In spite of the complex architecture at hand, the deployment experience has become a very pleasant one, thanks to Kubernetes and Jenkins. Developers don’t need to concern themselves with deployment details and all they have to do to get their code running in a live environment is push their code and documentation to the repository.

The CI/CD system then kicks in and goes through the appropriate motions. Docker images are built, documentation is automatically generated and uploaded. Tests run on every built image and the deployment process stops should any of them fail. Code quality tools (code formatters/linters, SonarQube, and others) scan the code and report any issues ranging from coding style to possible security issues.

If all is well and all steps are complete successfully the images are automatically pushed and new Kubernetes deployments using the most recent images are applied to the appropriate cluster. We are able to go from code pushed to code in production in less than 5 minutes and do so with zero downtime. Kubernetes handles the blue-green deployment of our services and our message queues ensure no work requests get lost.

Lessons learned

Running a distributed system in production is never an easy task and not everything runs smoothly all the time. Kubernetes in particular, although very powerful, is also quite a complex tool, with a fairly steep learning curve. A few things we’ve learned:

Invest in a good logging and monitoring setup

Containers should be distributed across machines according to their resource requirements and such that resource usage is maximized across the entire cluster. The Kubernetes scheduler is able to meet these requirements most of the time but it requires some help in making good scheduling decisions.

Both resource capacity requests and usage limits can be configured for each Kubernetes pod manually. We see this as a must. We had issues in the beginning with services not having these resource values defined whereby they would end up overcrowding certain physical machines and in the process bringing them down entirely. Continuous monitoring of resource usage and the fine-tuning of configuration have greatly improved the overall stability and performance of the entire distributed system.

Performance critical data stores may still be best kept outside containers

Containers are generally considered stateless units of computation. Not handling any state keeps them nimble and easy to destroy and recreate at will. While this model is remarkable for most services, it is not a particularly great match for data stores and it may be even worse when it comes to scaled data stores.

It’s true, of course, that state persistence can always be enabled in a container by mounting an external volume. It’s been our experience, however, that this process is not always smooth. Then there’s the issue of performance. Network mounted volumes at the major cloud providers don’t necessarily offer impressive performance (unless you are willing to spend a lot).

On AWS we sometimes had the issue of volumes not mounting smoothly, taking up to a few minutes to get attached to the proper machine and the container residing on it. This is simply unacceptable for a critical system component. If the datastore is not replicated/scaled then you’re without a database for quite a while for no good reason.
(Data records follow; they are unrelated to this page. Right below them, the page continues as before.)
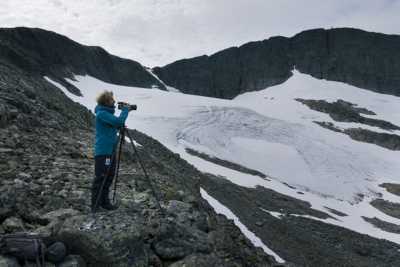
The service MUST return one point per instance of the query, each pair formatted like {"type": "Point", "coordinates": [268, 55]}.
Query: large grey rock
{"type": "Point", "coordinates": [105, 238]}
{"type": "Point", "coordinates": [199, 260]}
{"type": "Point", "coordinates": [13, 224]}
{"type": "Point", "coordinates": [73, 261]}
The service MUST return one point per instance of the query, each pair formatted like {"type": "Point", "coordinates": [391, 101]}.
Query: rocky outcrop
{"type": "Point", "coordinates": [297, 234]}
{"type": "Point", "coordinates": [344, 111]}
{"type": "Point", "coordinates": [363, 59]}
{"type": "Point", "coordinates": [46, 170]}
{"type": "Point", "coordinates": [46, 53]}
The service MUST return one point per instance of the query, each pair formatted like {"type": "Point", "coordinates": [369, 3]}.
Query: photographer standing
{"type": "Point", "coordinates": [107, 125]}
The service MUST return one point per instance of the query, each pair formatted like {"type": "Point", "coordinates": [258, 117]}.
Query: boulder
{"type": "Point", "coordinates": [73, 261]}
{"type": "Point", "coordinates": [6, 261]}
{"type": "Point", "coordinates": [199, 260]}
{"type": "Point", "coordinates": [102, 239]}
{"type": "Point", "coordinates": [13, 224]}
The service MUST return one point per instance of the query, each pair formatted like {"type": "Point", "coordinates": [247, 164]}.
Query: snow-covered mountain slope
{"type": "Point", "coordinates": [271, 132]}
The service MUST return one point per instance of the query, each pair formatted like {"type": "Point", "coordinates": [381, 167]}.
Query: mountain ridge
{"type": "Point", "coordinates": [364, 59]}
{"type": "Point", "coordinates": [46, 53]}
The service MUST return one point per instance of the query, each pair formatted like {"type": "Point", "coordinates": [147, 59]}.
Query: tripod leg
{"type": "Point", "coordinates": [145, 172]}
{"type": "Point", "coordinates": [105, 177]}
{"type": "Point", "coordinates": [122, 134]}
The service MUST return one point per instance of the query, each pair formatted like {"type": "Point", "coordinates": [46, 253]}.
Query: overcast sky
{"type": "Point", "coordinates": [157, 32]}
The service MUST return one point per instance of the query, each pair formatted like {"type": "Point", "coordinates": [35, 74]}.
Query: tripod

Replicating and scaling a database using container orchestration isn’t something exactly straightforward and can be a hassle to properly manage in production.

For the sake of simplicity and stability, we’ve elected to keep our data stores on larger separate machines using dedicated SSD drives. We might look into moving data stores to the cluster in the future but for now, we see little advantage in doing it. We are using containerized data stores for some of our temporary testing environments as it makes the whole process of bringing entire environments up and down very simple but we still have ways to go before we are production-ready.